Die klare Diagnose „Parkinson“ war ein Schock für mich. Ich befand mich in einem persönlichen Veränderungsprozess. Ich hatte gerade die Stelle gewechselt. Jetzt musste ich mich dieser Krankheit stellen. Ehrlich gesagt: ich haderte schon mit Gott. Ich musste mit Grenzen leben lernen. Das war etwas komplett Neues für mich. Ich war sonst immer schnell, organisiert, konnte mehrere Dinge gleichzeitig erledigen. Das geht jetzt nicht mehr. Ich muss mich auf das konzentrieren, was ich grade tue.

Mein Geruchssinn war zunehmend gestört. Ich konnte nicht mehr gut von Hand schreiben. Das Zittern nahm zu. Zudem hatte ich immer wieder Blockaden beim Gehen. Auch mein Gesichtsausdruck ist ernster geworden. Ich versuchte das Zittern zu vertuschen, indem ich während eines Gespräches mit einem Bleistift spielte. Auch gab es Leute in meinem Umfeld, die vermuteten, ich sei Alkoholikerin.

Spätestens jetzt musste und wollte ich mich outen. Die Leute sollen wissen, was ich wirklich habe.

Offene Kommunikation

Ich begann offen über meinen Parkinson zu sprechen. Seither lebe ich besser mit der Krankheit. Es war mir wichtig, dass mich die Leute trotzdem akzeptierten. Mit meinem Arbeitgeber habe ich von Anfang an offen darüber gesprochen. Er war sehr kooperativ. „Das schaffen wir“, meinte er. Das war sehr ermutigend.

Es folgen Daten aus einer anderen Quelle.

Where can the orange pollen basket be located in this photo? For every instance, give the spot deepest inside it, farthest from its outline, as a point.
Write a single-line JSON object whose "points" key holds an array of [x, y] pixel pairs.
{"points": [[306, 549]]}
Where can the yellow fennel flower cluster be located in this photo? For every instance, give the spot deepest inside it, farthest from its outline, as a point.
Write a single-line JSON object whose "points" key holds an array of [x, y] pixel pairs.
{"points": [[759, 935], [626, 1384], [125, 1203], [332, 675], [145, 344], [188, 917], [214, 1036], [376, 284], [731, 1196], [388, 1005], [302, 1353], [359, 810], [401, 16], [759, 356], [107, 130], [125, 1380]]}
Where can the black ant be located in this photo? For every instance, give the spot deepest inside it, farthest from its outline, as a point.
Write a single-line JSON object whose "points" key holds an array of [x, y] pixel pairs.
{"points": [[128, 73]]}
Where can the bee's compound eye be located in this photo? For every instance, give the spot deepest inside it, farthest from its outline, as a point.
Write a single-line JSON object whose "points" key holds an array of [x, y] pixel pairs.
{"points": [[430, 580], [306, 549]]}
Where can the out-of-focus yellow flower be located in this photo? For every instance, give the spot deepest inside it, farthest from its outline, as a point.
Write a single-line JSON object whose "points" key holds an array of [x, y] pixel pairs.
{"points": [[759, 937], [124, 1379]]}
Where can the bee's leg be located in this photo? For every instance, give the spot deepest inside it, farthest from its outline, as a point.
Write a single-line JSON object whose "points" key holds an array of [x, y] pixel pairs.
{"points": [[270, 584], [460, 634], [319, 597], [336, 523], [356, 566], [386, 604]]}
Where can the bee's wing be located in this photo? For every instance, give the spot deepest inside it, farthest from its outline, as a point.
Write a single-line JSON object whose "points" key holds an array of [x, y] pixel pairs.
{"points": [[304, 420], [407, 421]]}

Drei Mal in der Woche gehe ich ins Fitnessstudio. Dort bekomme ich auch regelmässig Massagen. Ich wandere gerne und fahre auch noch mit dem Fahrrad. Eine Operation ist für mich bis jetzt kein Thema.

Mein Glaube stärkt mich

Ich wüsste nicht, wie ich ohne Glauben an Gott mit dieser Diagnose leben könnte. Das regelmässige Gebet und das Lesen von Andachten, z.B. von Sarah Young, ermutigen mich sehr. Verschiedene Psalmen wie zum Beispiel Psalm 91, … „Wer unter dem Schirm des Höchsten sitzt und unter dem Schatten des Allmächtigen bleibt, der spricht zu dem HERRN: Meine Zuversicht und meine Burg, mein Gott, auf den ich hoffe. Er wird dich mit seinen Fittichen decken, und Zuflucht wirst du haben unter seinen Flügeln.“

Auch Verse aus den Psalmen trösten mich: „Ich hebe meine Augen auf zu den Bergen. Woher kommt mir Hilfe?“. Bibelverse, die ich früher gelernt habe, fallen mir in den Nächten, wenn ich nicht schlafen kann, wieder ein. Ich fühle mich dann ganz gut bei Gott aufgehoben. Musik ist für mich auch eine Kraftquelle, klassische- und Lobpreismusik, gibt mir Kraft und auch ganz alte Lieder trösten mich immer wieder. Und nicht zu vergessen: gute Freunde und meine Familie helfen mir sehr.

Neue Sicht für Not

Durch meine Arbeit bei World Vision und meine eigene Krankheit habe ich eine neue Sicht für schwache Menschen bekommen. Krankheit ist nur ein Teil von der Not auf dieser Welt. Früher habe ich andere Menschen knallhart abgeurteilt. Heute sehe ich vieles anders. Gott hat mich Barmherzigkeit gelehrt durch diese Krankheit. Meine Sicht für Schwache hat sich verändert und mich sensibler gemacht. Selbst in der Präambel der Schweizer Bundesverfassung steht: „Die Stärke des Volkes misst sich am Wohl der Schwachen.“
Heute ist es mir ein Anliegen, den Menschen mit offenen Augen zu begegnen und ihre Nöte zu sehen. Ich möchte neben dem Glauben an Gott auch an schwächere Menschen glauben und ihnen eine Chance geben. Gott glaubt an mich. Glaube – Hoffnung – Liebe. Meine Krankheit hat Sinn – wenn er mir diese Krankheit nicht wegnimmt, muss sie zum Segen dienen.

Infos zum Artikel

Lebensbericht wurde in dieser Infozeitschrift veröffentlicht:
GuB_Info-Zeitschrift_2015_1, Seite 15

Steckbrief

Erica Maurer, 1954, verheiratet

4 Kinder, 9 Enkel

Leiterin Personal, World Vision

Aktiv im Leben

Hobbies: Skifahren, kochen, nähen, puzzeln: 1000 – 2000 Teile.